The front-engine V8 platform of the Mercedes-AMG GT3 Evo has historically excelled on the Nordschleife’s violent bumps — particularly through the Carousel and Pflanzgarten sections where the suspension articulation demands are extreme. When track temperatures dropped in the early hours of Sunday morning, the Mercedes’ inherent stability at lower grip levels was the decisive technical advantage over its mid-engine rivals. This is the kind of circuit-specific engineering insight that separates the teams who study the Nordschleife year-round from those who arrive with a generic setup. For a deeper understanding of how car engine configurations affect handling, our engineering explainer covers the front-engine vs mid-engine dynamics in detail.
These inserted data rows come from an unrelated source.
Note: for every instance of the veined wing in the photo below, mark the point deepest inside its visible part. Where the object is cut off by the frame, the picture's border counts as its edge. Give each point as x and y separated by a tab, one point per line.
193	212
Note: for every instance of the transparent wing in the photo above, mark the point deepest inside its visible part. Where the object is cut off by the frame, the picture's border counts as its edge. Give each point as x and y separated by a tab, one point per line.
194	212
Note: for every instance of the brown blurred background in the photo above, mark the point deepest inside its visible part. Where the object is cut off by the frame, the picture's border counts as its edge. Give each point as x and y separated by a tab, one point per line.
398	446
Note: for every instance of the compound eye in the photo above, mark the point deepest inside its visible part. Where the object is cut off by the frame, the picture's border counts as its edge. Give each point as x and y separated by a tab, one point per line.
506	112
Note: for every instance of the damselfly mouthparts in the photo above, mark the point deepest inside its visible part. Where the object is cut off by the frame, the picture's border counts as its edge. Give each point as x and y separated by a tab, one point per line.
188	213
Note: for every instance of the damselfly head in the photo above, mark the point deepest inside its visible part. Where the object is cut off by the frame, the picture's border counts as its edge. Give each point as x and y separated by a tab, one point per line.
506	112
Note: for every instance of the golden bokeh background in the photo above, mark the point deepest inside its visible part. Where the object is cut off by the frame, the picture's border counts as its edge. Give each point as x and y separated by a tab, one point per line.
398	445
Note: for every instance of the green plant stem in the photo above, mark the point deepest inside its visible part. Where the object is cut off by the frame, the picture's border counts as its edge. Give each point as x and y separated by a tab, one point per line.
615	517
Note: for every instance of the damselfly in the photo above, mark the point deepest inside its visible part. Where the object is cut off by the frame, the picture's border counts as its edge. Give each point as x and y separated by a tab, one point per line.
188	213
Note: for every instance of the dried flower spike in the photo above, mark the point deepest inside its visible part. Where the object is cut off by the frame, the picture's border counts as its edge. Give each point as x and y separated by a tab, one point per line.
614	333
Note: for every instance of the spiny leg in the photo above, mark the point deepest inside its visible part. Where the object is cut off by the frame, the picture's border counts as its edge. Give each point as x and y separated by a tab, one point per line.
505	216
Our GT3 race car diagram also illustrates exactly how these cars are built for exactly this kind of punishment.
Frequently Asked Questions — Nürburgring 24 Hours 2026
The Green Hell delivered again
The 54th Nürburgring 24 Hours gave the world every element it promised: an F1 world champion winning on debut, a 1-2 finish for the same manufacturer that defied probability, an Aston Martin team that nobody predicted on the podium, rain that changed the race in Hour 6, a 270 km/h side-by-side duel in pitch darkness, and a final stint that kept the result in genuine doubt until the last lap. That is not a coincidence. That is what the Nordschleife does every single year — and why the 24-hour race held on its tarmac remains, after 54 editions, the most honest test of driver and machinery in world motorsport.
Max Verstappen came to the Green Hell and won it. The question this result leaves the motorsport world asking isn’t whether he was good enough for endurance racing. It’s whether endurance racing will get another chance to test him before Formula 1 pulls him back completely. Based on what he showed across 24 hours in the Eifel mountains — the answer probably depends on whether he enjoyed it as much as it looked like he did from the outside.